[tdwg-tag] string literals vs. uris for dwc:recordedBy, dwc:identifiedBy, and dwc:georeferencedBy in RDF

John Wieczorek tuco at berkeley.edu
Sat May 29 17:45:46 CEST 2010


Dear all,

Sorry to have to jump in to the discussion late. I'm just back out of
the field in Jujuy where the winds took out the little connectivity
that once existed.

I'm stepping back to the beginning of the conversation, out of the RDF
representation issue, which seems to reasonable resolved under the
thread "Darwin Core generic XML with attributes."

The Darwin Core terms Steve has brought to attention are among a
larger set (relationshipAccordingTo, georeferencedBy,
measurementDeterminedBy, recordedBy, identifiedBy) that all are
intended to cover the real world situation of data coming out of
database fields for which there was no sense of persistent global
unique identification. They were meant for literal strings for
dcterms:Agents. There is nothing to proscribe the use of URIs in these
fields. However, though there has been a lot of discussion about how
one might represent the URI and string literal information about the
recordedBy Agent, there has been no statement of consensus in the TAG
from discussions in this thread and the related thread "Darwin Core
generic XML with attributes" about whether actionable GUIDs for these
same concepts should have their own terms.
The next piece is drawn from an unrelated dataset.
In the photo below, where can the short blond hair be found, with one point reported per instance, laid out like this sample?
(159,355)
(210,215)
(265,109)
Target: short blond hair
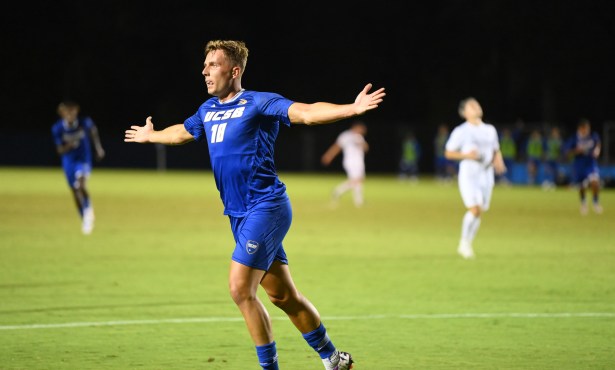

As I see it, we got this far:

In the thread "Darwin Core generic XML with attributes" Rod Page said:

"If you want a literal for <dwc:recordedBy> (say for ease of display)
then I think you want a different tag that is expressly defined to do
just that. For example,
http://rs.tdwg.org/ontology/voc/TaxonOccurrence
 has <identifiedTo>  to point to a URI for a taxon, and
<identifiedToString> if you want the literal. I don't know if dwc has
anything equivalent for recordedBy (and can somebody please tell me
why we now have so many vocabularies for the same things?)"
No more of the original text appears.